Now, I’m not saying that you should stop using the word “no”, or other words that relate to the negative. It’s important for children to hear the words that get used in language every day, and using words to denote negatives are a valuable part of communication. I’m not suggesting you black-list “no” and “don’t” in conversation and start plunking quarters in the swear-jar every time one of these slips out. And to say that I never tell my toddler “no” would be far from the truth. But this is what I try. I’m sharing in hopes that it helps others learn how to get toddlers to listen.
Instead of putting the focus on the behaviour you don’t want to see – what not to do – I make my best effort to give the child in idea of what they can do. Telling a baby, toddler, or preschooler that what they’re doing isn’t “right” doesn’t help them figure out what they should be doing. Instead, it makes a game out of being “naughty”, and when “No”, “Bad”, “Don’t”, “Stop” and other negative words are used over and over again, constantly through the day, it starts to build a negative self-image of the child. Toddlers can start to think that those are descriptive words for them, rather than the behaviours.
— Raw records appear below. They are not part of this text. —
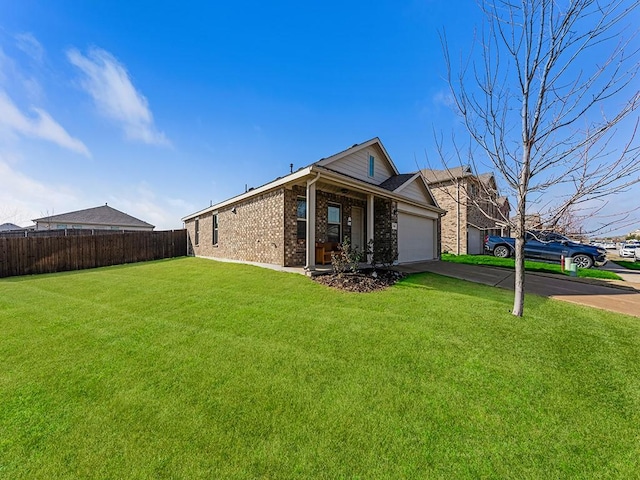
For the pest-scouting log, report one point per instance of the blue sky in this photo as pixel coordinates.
(159, 109)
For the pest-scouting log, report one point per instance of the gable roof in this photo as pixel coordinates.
(395, 182)
(103, 215)
(437, 176)
(9, 226)
(391, 185)
(359, 146)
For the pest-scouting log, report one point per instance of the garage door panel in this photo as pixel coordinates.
(415, 238)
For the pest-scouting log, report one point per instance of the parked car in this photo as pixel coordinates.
(549, 246)
(628, 250)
A negative self-image only leads to more behavioural mistakes, and further attempts to create engagement through misbehaviour.
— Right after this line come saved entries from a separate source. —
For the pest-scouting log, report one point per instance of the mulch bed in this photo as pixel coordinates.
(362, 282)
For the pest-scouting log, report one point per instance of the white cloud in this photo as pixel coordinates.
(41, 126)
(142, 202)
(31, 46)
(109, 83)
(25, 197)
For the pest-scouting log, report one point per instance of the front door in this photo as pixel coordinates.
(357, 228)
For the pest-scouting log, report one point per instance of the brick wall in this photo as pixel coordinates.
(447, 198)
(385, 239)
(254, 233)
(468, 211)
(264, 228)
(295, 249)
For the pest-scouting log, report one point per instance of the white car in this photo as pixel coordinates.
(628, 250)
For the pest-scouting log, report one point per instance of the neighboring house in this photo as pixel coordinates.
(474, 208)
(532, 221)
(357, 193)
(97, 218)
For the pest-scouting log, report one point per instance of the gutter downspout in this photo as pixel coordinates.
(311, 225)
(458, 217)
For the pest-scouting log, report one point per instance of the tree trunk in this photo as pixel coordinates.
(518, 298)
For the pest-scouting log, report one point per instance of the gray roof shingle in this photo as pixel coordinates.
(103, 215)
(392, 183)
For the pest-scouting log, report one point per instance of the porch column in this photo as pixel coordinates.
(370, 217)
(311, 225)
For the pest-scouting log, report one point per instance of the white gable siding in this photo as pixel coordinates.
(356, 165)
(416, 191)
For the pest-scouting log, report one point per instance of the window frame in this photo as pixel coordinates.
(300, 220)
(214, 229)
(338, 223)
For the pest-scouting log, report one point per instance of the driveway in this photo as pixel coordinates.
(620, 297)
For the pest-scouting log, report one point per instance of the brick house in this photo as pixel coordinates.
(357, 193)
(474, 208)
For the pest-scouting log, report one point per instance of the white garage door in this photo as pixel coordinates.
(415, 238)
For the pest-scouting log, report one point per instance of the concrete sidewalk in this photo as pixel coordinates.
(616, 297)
The next time Tommy tries to stuff his treats in the DVD player, try using positive words rather than the negative go-to’s we’re used to spitting out. “Don’t put your cracker in there!” can easily be reworded to “Keep your cracker out of the DVD player”. Even better, redirect the behaviour to what he can do with the chewed, crumby, and likely hairy food. “Eat your cracker” or “Crackers go in this container” will give a child an idea of how to better spend their efforts.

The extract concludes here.